Archive pour septembre, 2009

L’importance

10 septembre 2009

Ces temps-ci, l’air est bon et je suis motivé comme jamais à faire du jogging. J’enfile une camisole noire qui me donne un air de gars habitué, même si en réalité j’en suis à mes premières expériences. Aussi, je ne me permets pas encore le bandeau, qui m’apparaît être un accessoire de champion… La plupart d’entre nous avons l’air si insignifiants avec un bandeau ! Je crois qu’il ne sied qu’à de rares et nobles élus. En fait, ils ont l’air tout aussi débiles que nous, mais d’un débile naturel qui fait en sorte qu’on l’accepte sans sursauter. Bon… J’ai remarqué également que plusieurs personnes avaient tendances à laisser balloter leurs mains mollement de chaque côté de leur torse lorsqu’ils courent. Si j’ai bien compris, c’est une technique de joggeur expérimenté. Il semble que cette technique permette de concentrer l’énergie dans le mouvement des jambes, les bras devenant deux appendices amorphes dans lesquels le sang, momentanément, ne circule plus. Concrètement, ça ressemble à de petits bras risibles de tyrannosaure, mais en fait, c’est le summum de la capacité d’adaptation de notre espèce. Bravo l’humanité ! D’ailleurs, lorsque je cours très longtemps, j’ai une vague impression de grandiose. Je crois que c’est une tare cervicale que beaucoup de gens partagent avec moi. Celle-ci résulte en une croyance délirante en l’importance des actions qui sont accomplies par la personne atteinte ainsi que par les gens de son milieu et, plus globalement, par l’humanité entière. Je cours, je fais un effort grandiose et ma sueur, je ne la répands pas en vain, mais pour la gloire de mes pairs ! Je suis capable de dépense et de sacrifice ! Ce que nous faisons est important, voilà ce que notre cerveau sécrète en secret. En réalité, je crois que peu d’actions sont importantes dans la mesure où nos moindres gestes peuvent être ravalés en un coup de gueule du sort. La vie n’est pas cruelle, elle est dépensière ! Il faut se rentrer dans la caboche que la vie n’est pas cruelle, qu’elle n’appelle non pas notre indignation, mais notre admiration devant l’énergie qu’elle déploie pour se perpétrer.

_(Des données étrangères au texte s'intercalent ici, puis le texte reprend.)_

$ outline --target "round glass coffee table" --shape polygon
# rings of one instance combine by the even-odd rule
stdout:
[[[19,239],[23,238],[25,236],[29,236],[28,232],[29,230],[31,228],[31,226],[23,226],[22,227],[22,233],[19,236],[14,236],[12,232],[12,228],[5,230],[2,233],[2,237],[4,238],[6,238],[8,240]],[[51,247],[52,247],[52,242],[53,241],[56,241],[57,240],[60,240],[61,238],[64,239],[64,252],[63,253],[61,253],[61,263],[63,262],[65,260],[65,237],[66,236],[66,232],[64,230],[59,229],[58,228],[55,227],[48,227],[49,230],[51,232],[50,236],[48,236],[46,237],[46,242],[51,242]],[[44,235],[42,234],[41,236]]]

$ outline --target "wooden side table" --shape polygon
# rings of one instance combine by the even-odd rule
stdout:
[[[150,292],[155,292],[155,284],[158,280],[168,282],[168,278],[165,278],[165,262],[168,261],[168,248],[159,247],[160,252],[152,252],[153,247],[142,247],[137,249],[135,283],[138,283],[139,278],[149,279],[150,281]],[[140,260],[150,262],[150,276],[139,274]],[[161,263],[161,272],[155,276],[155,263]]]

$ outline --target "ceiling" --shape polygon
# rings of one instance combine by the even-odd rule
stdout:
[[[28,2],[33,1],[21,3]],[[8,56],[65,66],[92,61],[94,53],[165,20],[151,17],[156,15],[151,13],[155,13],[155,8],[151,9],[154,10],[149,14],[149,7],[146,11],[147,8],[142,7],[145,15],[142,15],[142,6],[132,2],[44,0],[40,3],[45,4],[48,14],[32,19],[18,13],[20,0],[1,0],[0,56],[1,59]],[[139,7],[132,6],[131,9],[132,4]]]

Ça me fait penser à Michael Brecker et à mon professeur d’éducation physique du CEGEP. Deux grands dépensiers qui ne se souciaient pas de leur petite monnaie. Les deux sont morts dans la passion, comme seuls les grands savent le faire. Le professeur d’éducation physique était non seulement un homme en grande santé, il était également passé maître dans l’art oratoire, notamment dans les grands discours apologétiques. Comme il savait illustrer la gloire du corps par de grandes tirades, elles-mêmes soutenues par ses muscles tendus ! Il ressemblait vaguement à Monsieur Net et ne cessait de nous répéter l’importance de garder la forme.

- Regardez-moi ! Je suis dans la cinquantaine et j’ai gardé la santé et la force de mes jeunes années ! Je vais vivre vieux et en santé ! Il n’y a rien de plus important que la santé, vous allez vous en rendre compte un jour, croyez-moi.

C’est à peine s’il ne sortait pas le repentez-vous, car vous avez péché ! En y repensant, je ne sais plus si ses discours étaient risibles ou admirables. Mais le risible aussi est admirable ! Une chose est certaine, c’est qu’un matin, ce n’est pas lui qui nous attendait au gymnase, mais un jeune remplaçant.

- Je vais remplacer Monsieur Net jusqu’à la fin de l’année. Il a fait un ACV cette semaine… il est plongé dans un coma profond depuis ce temps-là… Il ne risque pas de revenir.

Voilà l’ironie dont la vie est capable !

Michael Brecker, dont j’écoute la musique en me remémorant ces événements de ma jeunesse, est lui aussi mort d’une manière tragique, il y a deux ans, d’un cancer de la moelle.  Au sommet de son art, il avait enregistré plusieurs albums mémorables lors des dernières années, et il devait maintenant tout arrêter. Avant de mourir, il a fait un dernier album, intitulé Pilgrimage, avec de grands musiciens jazz de notre époque, qui étaient aussi ses grands amis. Je vous jure, c’est tellement déchirant d’entendre ses solos larmoyants ! Quel tragique ! Quelle belle manière de mourir ! Il savait très bien qu’il allait crever, que c’était la dernière trace qu’il laissait de son passage sur Terre, du moins en tant que musicien.

Le dernier solo, en toute lucidité.

N’est-ce pas beau ? L’accompagnement des musiciens est empreint d’une retenue remarquable… Ils laissent à Brecker suffisamment d’espace pour s’exprimer, l’espace infini dont a besoin un grand de son espèce pour mourir.